Esse efeito deriva do princípio esposado pelo tradutor. E de alguma coisa mais, que logo direi.
Quanto ao princípio, vejamos o que ele escreve no posfácio:
“O autor desconhece os originais, nunca esteve nos lugares em que foram escritos nem manteve contato com especialistas para aprofundar seu entendimento. Preferiu conservar suas dúvidas e seguir a intuição, selo de seu diletantismo, no lugar de maquiar um domínio da matéria que não possui. Por serem baseadas em traduções, as versões não possuem valor filológico. São ecos do eco anterior distantes da voz que os causou.”
Não seria talvez despropositado aproximar essa última frase de um bem conhecido verso das correspondências de Baudelaire. Porque na floresta de ideogramas em que o poeta gaúcho se move, são os ecos que importam. E não necessariamente ou não apenas os ecos da voz original, digo, do chinês ou do japonês que escreveu o texto a traduzir. Mas os ecos de uma voz anterior, que ressoa sob a forma de intuição. O diletantismo se configura, eu penso, como estratégia de preservação dessa busca.

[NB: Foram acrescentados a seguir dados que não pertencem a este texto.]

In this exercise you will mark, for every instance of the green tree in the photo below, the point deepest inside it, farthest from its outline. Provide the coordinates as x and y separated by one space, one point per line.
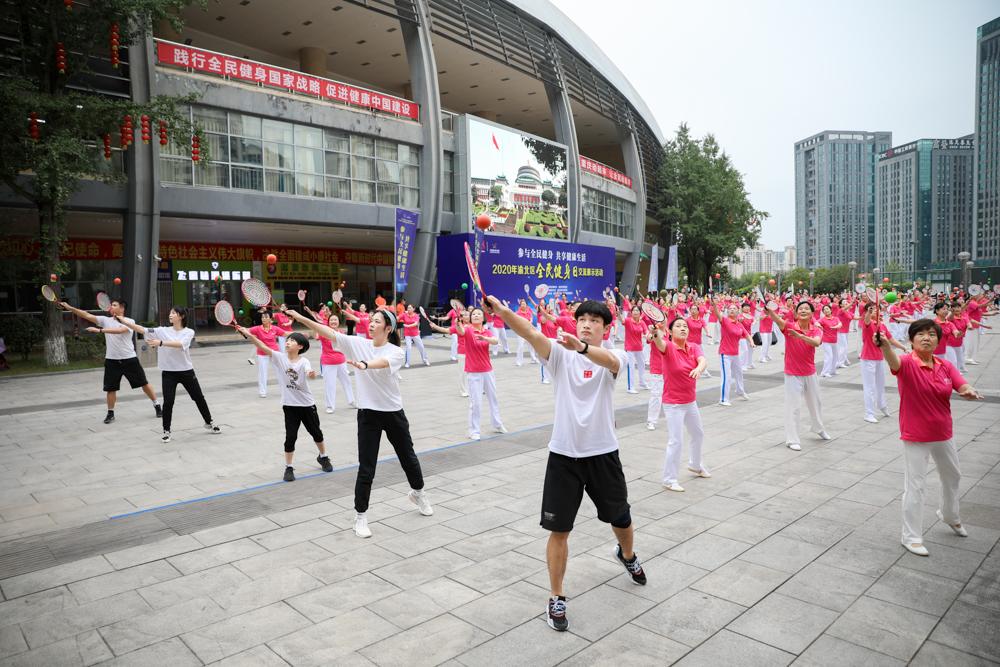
700 195
56 127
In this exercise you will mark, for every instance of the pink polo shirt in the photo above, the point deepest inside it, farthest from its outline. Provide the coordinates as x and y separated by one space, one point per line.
678 386
925 398
800 357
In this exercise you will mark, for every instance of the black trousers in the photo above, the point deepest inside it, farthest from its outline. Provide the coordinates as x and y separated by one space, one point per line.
187 378
371 423
300 414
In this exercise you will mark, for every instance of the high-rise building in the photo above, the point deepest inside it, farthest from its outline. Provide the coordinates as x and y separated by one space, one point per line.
987 168
835 197
923 212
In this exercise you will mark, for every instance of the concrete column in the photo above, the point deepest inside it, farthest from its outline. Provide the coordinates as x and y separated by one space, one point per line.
312 60
426 93
141 226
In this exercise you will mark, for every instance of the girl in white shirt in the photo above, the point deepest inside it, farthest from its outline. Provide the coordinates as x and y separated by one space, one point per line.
174 362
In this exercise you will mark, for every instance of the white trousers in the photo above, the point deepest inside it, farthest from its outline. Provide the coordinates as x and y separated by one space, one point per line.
263 364
410 342
680 417
732 377
807 388
478 384
636 370
333 373
841 349
830 353
655 407
915 473
873 383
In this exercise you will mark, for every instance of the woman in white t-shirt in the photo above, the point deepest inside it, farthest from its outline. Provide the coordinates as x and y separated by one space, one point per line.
380 408
174 362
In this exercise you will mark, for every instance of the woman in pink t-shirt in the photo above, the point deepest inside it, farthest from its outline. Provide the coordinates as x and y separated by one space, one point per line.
802 338
682 363
925 426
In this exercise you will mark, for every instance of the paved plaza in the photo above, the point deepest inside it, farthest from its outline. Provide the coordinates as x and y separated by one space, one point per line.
117 549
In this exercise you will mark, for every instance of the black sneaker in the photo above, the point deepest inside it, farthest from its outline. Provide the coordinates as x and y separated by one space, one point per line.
557 614
633 567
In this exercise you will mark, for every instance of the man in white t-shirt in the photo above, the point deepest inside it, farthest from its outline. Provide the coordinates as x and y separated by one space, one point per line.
583 449
119 356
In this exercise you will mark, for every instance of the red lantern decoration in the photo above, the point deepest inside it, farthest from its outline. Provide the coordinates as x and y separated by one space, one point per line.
115 41
60 58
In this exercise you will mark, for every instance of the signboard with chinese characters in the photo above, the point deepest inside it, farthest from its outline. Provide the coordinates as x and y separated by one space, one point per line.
509 264
249 71
604 171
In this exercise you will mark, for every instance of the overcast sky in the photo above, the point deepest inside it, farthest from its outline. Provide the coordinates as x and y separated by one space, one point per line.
762 74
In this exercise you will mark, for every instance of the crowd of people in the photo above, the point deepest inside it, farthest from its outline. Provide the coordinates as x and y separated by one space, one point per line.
924 339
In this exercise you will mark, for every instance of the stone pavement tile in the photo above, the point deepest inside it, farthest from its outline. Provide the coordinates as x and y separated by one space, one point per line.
332 642
729 648
971 629
188 587
241 598
630 645
932 654
67 623
917 590
234 531
422 603
741 582
297 555
784 622
707 551
690 617
295 533
145 629
106 585
503 570
884 627
782 553
146 553
439 639
414 571
82 650
236 634
22 609
11 641
506 608
171 652
827 586
51 577
220 554
533 643
829 650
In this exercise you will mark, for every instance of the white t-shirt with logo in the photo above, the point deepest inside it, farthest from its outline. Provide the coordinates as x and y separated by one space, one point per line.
172 358
378 388
292 376
584 422
117 346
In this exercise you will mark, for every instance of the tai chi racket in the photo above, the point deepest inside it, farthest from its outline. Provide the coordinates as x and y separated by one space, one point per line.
257 293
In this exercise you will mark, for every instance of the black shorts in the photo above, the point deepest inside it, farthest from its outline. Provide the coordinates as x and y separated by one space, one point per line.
567 478
131 369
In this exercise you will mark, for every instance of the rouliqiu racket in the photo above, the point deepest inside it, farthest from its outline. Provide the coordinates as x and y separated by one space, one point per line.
256 292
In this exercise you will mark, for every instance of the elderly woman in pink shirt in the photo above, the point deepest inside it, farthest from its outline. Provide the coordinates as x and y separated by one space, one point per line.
925 426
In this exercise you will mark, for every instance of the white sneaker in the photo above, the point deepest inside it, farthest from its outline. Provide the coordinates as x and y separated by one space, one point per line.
419 498
361 528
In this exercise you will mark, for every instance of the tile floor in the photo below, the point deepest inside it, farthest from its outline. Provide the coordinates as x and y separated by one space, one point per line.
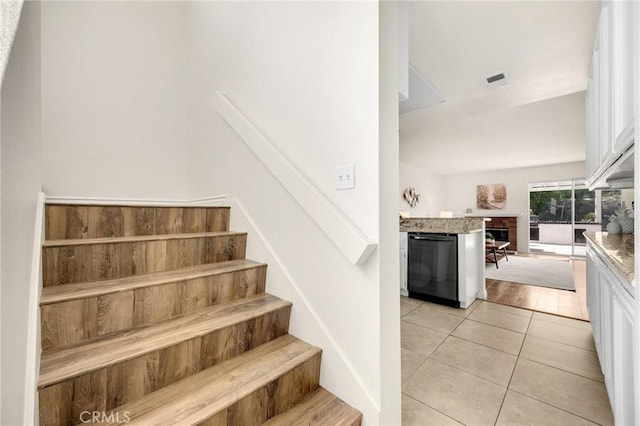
500 365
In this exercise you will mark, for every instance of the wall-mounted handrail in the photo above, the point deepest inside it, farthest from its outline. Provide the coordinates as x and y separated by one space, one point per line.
347 237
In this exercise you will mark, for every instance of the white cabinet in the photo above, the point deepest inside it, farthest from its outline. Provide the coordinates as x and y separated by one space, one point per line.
610 113
403 264
612 313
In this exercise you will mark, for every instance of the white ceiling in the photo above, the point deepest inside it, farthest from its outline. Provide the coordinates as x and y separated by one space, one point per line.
536 118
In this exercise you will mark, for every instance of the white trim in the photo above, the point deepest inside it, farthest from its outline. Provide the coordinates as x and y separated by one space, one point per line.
350 240
33 319
91 201
255 231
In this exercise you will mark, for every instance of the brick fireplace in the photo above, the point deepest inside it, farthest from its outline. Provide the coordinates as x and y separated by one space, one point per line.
504 225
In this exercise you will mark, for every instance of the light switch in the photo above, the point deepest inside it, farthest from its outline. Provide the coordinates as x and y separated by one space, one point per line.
345 177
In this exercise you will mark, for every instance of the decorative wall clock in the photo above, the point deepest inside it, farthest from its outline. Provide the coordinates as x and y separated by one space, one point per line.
412 196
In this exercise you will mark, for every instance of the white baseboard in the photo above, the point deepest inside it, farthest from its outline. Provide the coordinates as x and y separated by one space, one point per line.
92 201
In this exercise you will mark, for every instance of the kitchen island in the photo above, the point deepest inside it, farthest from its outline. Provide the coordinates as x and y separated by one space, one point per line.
470 253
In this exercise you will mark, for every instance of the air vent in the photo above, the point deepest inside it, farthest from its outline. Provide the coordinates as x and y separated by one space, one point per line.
495 78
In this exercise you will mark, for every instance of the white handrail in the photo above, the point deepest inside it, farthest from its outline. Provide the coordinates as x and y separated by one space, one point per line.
347 237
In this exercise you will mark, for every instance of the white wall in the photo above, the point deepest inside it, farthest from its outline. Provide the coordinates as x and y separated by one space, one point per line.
20 186
429 186
114 99
388 250
306 74
460 190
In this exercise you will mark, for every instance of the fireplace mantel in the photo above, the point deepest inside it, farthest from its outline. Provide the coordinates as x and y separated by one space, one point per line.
502 220
494 213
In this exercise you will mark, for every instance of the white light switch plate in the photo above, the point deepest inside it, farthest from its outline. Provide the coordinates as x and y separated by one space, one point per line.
345 177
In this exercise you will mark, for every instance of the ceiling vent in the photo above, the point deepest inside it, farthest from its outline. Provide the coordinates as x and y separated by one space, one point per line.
498 78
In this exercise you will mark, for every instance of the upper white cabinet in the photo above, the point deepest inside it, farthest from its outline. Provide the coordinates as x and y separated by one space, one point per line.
610 114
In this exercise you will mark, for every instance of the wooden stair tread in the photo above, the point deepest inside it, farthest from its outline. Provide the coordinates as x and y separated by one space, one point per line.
65 363
197 397
319 408
136 239
74 291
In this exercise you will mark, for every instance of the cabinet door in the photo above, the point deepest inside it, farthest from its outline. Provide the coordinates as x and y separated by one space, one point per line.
622 73
606 334
604 83
403 272
623 366
593 301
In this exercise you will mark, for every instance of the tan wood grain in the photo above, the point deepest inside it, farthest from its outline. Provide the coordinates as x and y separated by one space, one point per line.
140 238
66 222
63 265
245 374
68 322
154 313
94 221
115 312
57 294
319 408
68 363
139 221
106 222
169 220
116 258
112 311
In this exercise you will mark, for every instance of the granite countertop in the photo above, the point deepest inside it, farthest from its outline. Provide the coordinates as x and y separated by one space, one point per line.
618 249
442 225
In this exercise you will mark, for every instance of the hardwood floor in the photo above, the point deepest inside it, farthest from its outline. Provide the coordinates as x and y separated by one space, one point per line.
549 300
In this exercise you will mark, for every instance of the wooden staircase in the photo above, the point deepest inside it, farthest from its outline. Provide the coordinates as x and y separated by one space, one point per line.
153 316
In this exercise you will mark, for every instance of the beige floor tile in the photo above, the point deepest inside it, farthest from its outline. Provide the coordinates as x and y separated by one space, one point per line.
410 362
487 363
405 308
459 395
483 305
420 339
568 358
435 319
489 335
570 322
520 410
578 337
415 413
578 395
500 318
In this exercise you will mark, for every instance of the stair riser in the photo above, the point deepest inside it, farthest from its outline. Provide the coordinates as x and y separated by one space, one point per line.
129 380
94 262
74 222
276 397
273 399
75 321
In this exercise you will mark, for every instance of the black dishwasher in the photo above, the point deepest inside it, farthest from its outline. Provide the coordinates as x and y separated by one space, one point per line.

Logo adiante, seu trabalho de tradutor é descrito como “prática de falsário”, o que não é uma boa definição. Com essa modéstia irônica, o que se aponta é o conjunto de atividades que permite a refratada aproximação (e ao mesmo tempo reafirma o distanciamento) do tradutor em relação ao original intangível e, ainda mais, talvez, ao original daquele original – por assim dizer.
O posfácio, aliás, se intitula “A tradução no escuro”, o que não é um título exato, uma vez que essas traduções se fazem a uma luz particular, difícil, mas intensa. É, porém, no escuro, no sentido em que a iluminação oferecida pela filologia (e mesmo pelo estudo básico da língua) é cuidadosamente desprezada.
É que seu interesse está mais além, como se vê por aqui: “de tudo, em cada caso, ao tradutor resta o contato direto com o que é intraduzível”. Estaria em erro, entretanto, quem lesse a frase como resignação ao fracasso da tradução. Pelo contrário, o que aí está é uma celebração, o desvelamento do fim da atividade e da origem desse livro, como dos outros do autor. Também da poesia se poderia dizer isso, com modalizações; mas seria arriscado e não viria aqui ao caso. A menos que eu enveredasse pelos demais livros do Thomaz. Da tradução, sim, como ele mesmo disse: o contato direto com o que não pode ser vertido em palavras. No universo abarcado pelo título do livro não é também isso o que se denomina iluminação?